“İki şey ruhumu karartır. Konuşulacak yerde susmak, susulacak yerde konuşmak” der Şirazlı Sa’di hazretleri. Evet, gerçekten zor zamanlardayız ve zor zamanlarda konuşmak da susmak da büyük bir titizlik gerektiriyor. Hele de konu “din” olunca hassasiyetimizi ikiye katlamamız gerekiyor.
Herkesin, her konuya yorum yapabildiği bu demde, sünnet-i seniyyenin muhafazası için büyük bir çaba gösteren, vaktini buna vakfeden, kalemi ve kelâmı ile bu sahada gayret gösteren Ebubekir Sifil, günümüz Ehl-i Sünnet âlimlerimizin yüz aklarından biridir hiç şüphesiz. Ebubekir Sifil’in yazıları ile ilk olarak 2002 yılında Semerkand dergisinde tanışmıştım. O gün bu gündür gördüğüm ve hiç değişmeyen en bariz özelliklerinin bir kaçını sıralamak gerekirse, dingin haliyle her meseleye büyük bir vakarla yaklaşması, ifrat ve tefritten sakınması, mutaassıp olmaması, tekfir hastalığına düşmemesi, kendi görüşlerinden ziyade delillerle konuşmasıdır. Ebubekir Sifil, insanları herhangi bir meşrep, parti, vakıf, dernek ya da ideolojik bir görüşe çağırmıyor. Onun bütün derdi insanları Ehl-i Sünnet ve’l Cemaat çatısı altında toplamak…
Ebubekir Sifil, son dönem Osmanlı ulemasından Mustafa Sabri Efendi ve M. Zahid el- Kevserî’nin günümüz takipçilerinden. Makâlâtu’l Kevserî’yi tercüme edip istifademize sunarak büyük bir hizmette bulundu.Onun en fazla mücadele ettiği saha ise, “Çağdaş Bir Bid’at” olarak tanımladığı “Modernizm”dir. Bu bağlamda “İhyâ ve İnşâ” adlı eserine bir nebze değinebiliriz.
Eser, “Modernizm” tenkidi için kaleme alınmış ve daha önce Rıhle dergisinde yayımlanmış makalelerden müteşekkil. Zihnimizin maruz kaldığı işgalleri bir bir önümüze seriyor ve modern insanı tarif ediyor: “Modern insan uhrevî kurtuluşu elde etmek için değil, stresten uzaklaşmak ve daha mutlu olmak için iman ediyor.” (s. 64)

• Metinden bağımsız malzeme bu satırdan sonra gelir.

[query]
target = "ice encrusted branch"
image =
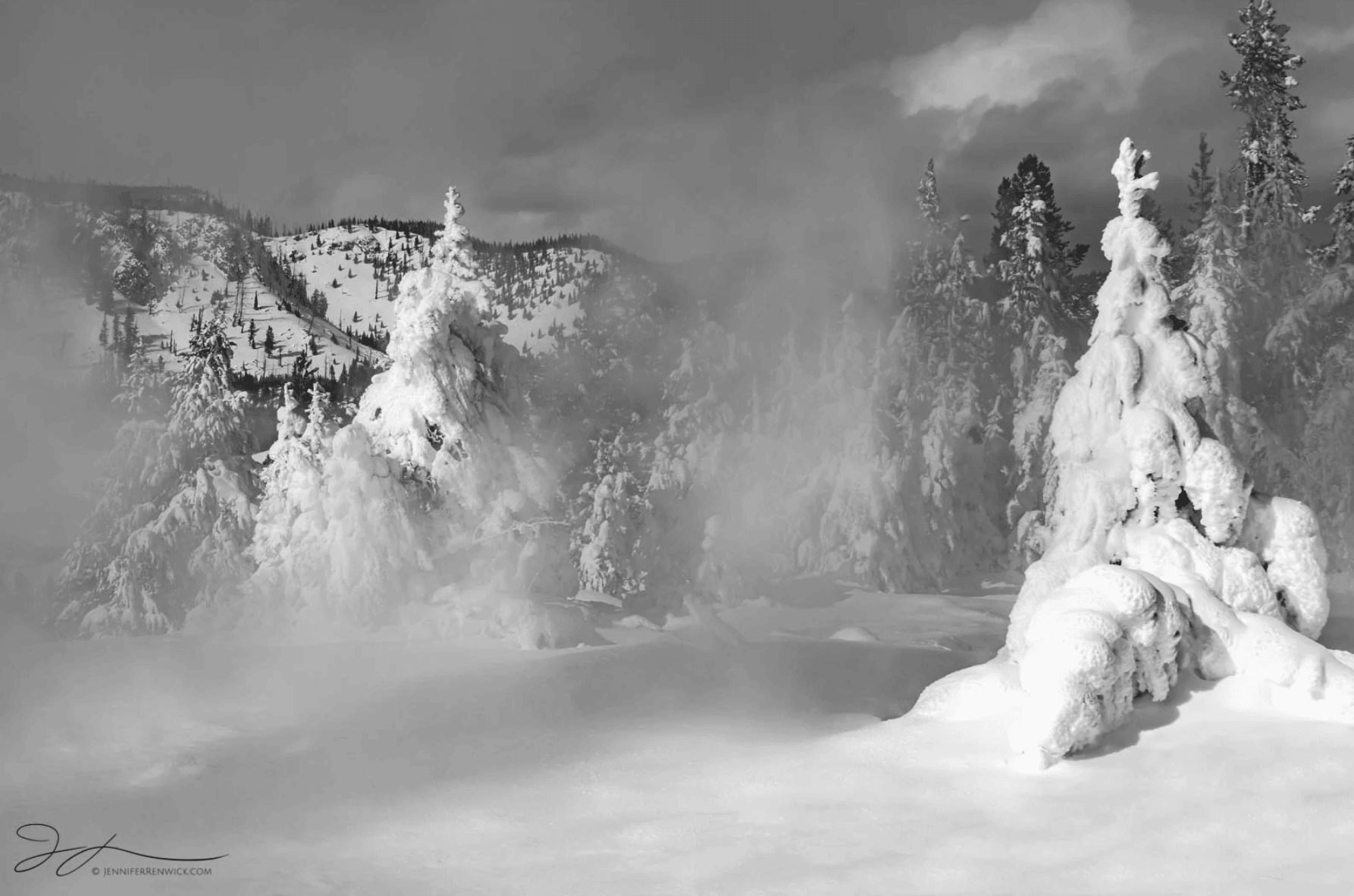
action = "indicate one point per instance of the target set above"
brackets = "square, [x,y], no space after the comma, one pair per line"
[1162,559]
[1131,186]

Yeni bir din algısıyla İslâm’ı çağımıza söyletmeye çalışan, modernistlerin açtığı yolda koşar adım giden, seleflerine rahmet okutturan, Peygamber Efendimize “Postacı” muamelesi yapan, hadis-i şerîfleri, dolayısıyla sünneti hayatımızdan çıkarıp “meal” yazarak insanlara din öğretmeye kalkışan, gelecek yakında ümmetin başına büyük bir bela olacak operasyon meal yazıcılığını, “ Muradullah mı, Meal Yazarının Kanaati mi?” adlı makalede şu soru ile dikkatimizi çekiyor: “Modern zamanların zaman fukarası Müslümanına Allah Teâlâ’nın bizden ne istediği sorusunun cevabı niçin –mesela- bir “ilmihâl” ile değil de, “meal” ile verilir?” (S. 126)
Ahkâmın, hükümlerin değişmesi, içtihat kapısının nereye kadar açık olduğu, Ehl-i kitab cennete girer mi sorularının cevapları ve de “Müslümanca ‘algılama’nın zemini Akide ise, ‘yaşama’nın zemini de Fıkıh’tır” diyerek bu çağda fıkhı anlamaya bizi davet ediyor.
Kitapta, eser ve müellif ismi verilerek reddiye yazıları bulunmakta. Bu yazılar bize ayrıca bir uslûbu, bir edebi de öğretmekte. Kimsenin şahsını tahkir etmeden hakkı ortaya koymak…
Dünya gönlü çelici, aklı iğdiş edici bin bir sûretle üzerimize gelirken, yüzü ahirete dönük yaşamak; müntesiplerinin körü körüne bağlandığı ya da münkirlerinin acımasızca eleştirdiği, hatta eleştiri de uç noktaya varıp şirkle itham ettiği bir hâl ilmi olan tasavvufun hakikati; İslâm’da kadının yeri; Efendimizin (a.s.) göz bebeği olan Ehl-i beytine, Ehl-i Sünnetin bakış açısı; Ehl-i Beyt ve Rafizilik gibi can alıcı konularla değinen, zihin ve gönül dünyamızda yetişen ayrık otlarını temizlemek için istifade edilecek bir eser olan İhyâ ve İnşâ yeni okurları tarafından perdesinin aralanmasını bekliyor.